KARL: Hustle, pet. Tonight we RIDE.
KATE: I'm coming, I'm coming, I just... people want photos...
KARL: Photos are lens vomit. You pose for ART. It's like I told Victoria: "You are a still life with melons. BE THE BOWL."
KATE: Okay, "art," then. They want me to let them take some art. How does the dress look?
KARL: Like a swirl of pain. Agony on a cracker as painted by a drooling child. But SHINY. I would drink you if you came with a bendy straw.
KATE: Only a bendy straw?
KARL: Do not pester me. There are stupid questions, and tonight the answer is YOU. How is my jacket?

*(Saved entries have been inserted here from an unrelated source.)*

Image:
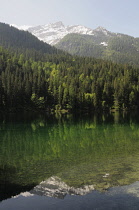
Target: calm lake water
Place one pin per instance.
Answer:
(69, 162)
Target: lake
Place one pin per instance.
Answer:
(69, 162)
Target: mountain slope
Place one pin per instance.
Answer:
(116, 47)
(11, 37)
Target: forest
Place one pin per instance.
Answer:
(64, 82)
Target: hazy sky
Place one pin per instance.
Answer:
(114, 15)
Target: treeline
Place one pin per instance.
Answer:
(71, 83)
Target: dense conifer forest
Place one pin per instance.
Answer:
(72, 84)
(32, 77)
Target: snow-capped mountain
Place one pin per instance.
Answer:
(54, 32)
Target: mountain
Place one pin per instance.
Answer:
(23, 41)
(54, 32)
(82, 41)
(103, 44)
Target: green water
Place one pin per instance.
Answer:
(79, 150)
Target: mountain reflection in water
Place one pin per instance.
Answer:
(96, 152)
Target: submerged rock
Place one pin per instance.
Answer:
(55, 187)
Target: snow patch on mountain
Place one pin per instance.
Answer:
(104, 44)
(24, 27)
(52, 33)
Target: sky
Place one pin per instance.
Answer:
(115, 15)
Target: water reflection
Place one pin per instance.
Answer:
(102, 151)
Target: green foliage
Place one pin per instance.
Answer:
(119, 48)
(83, 84)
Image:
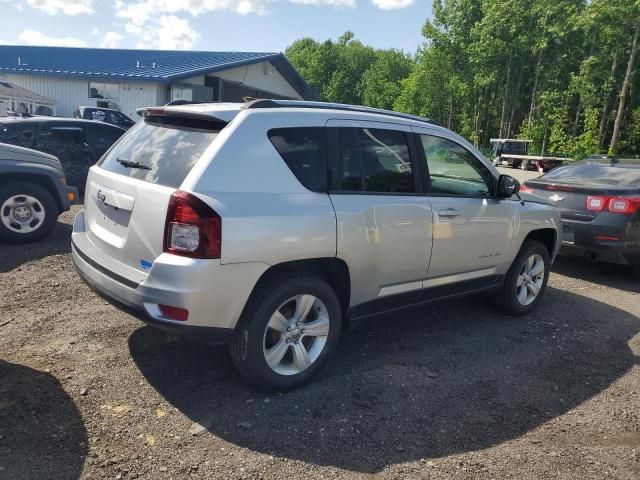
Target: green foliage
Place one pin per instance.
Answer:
(549, 70)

Does it gleam like a gun-toting seal?
KATE: Actually, it kind of does.
KARL: LOOK ALIVE. I think he's got real bullets. Do you need your hair, or can the maid have it for a casserole?
KATE: Ha ha, um, why don't we go inside? These shoes aren't super comfortable. I'm not sure about this plastic stuff. My boyfriend always says...
KARL: Pish. Your boyfriend is life's dental floss. BRUSH.
KATE: He's great, though. He just doesn't like the shoes.
KARL: Poison him and make a necklace of his teeth.
KATE: I trust his opinion.
KARL: Trust is a drunk driver's highway, darling. TAKE THE BUS.
KATE: An open bar will help. It MUST help.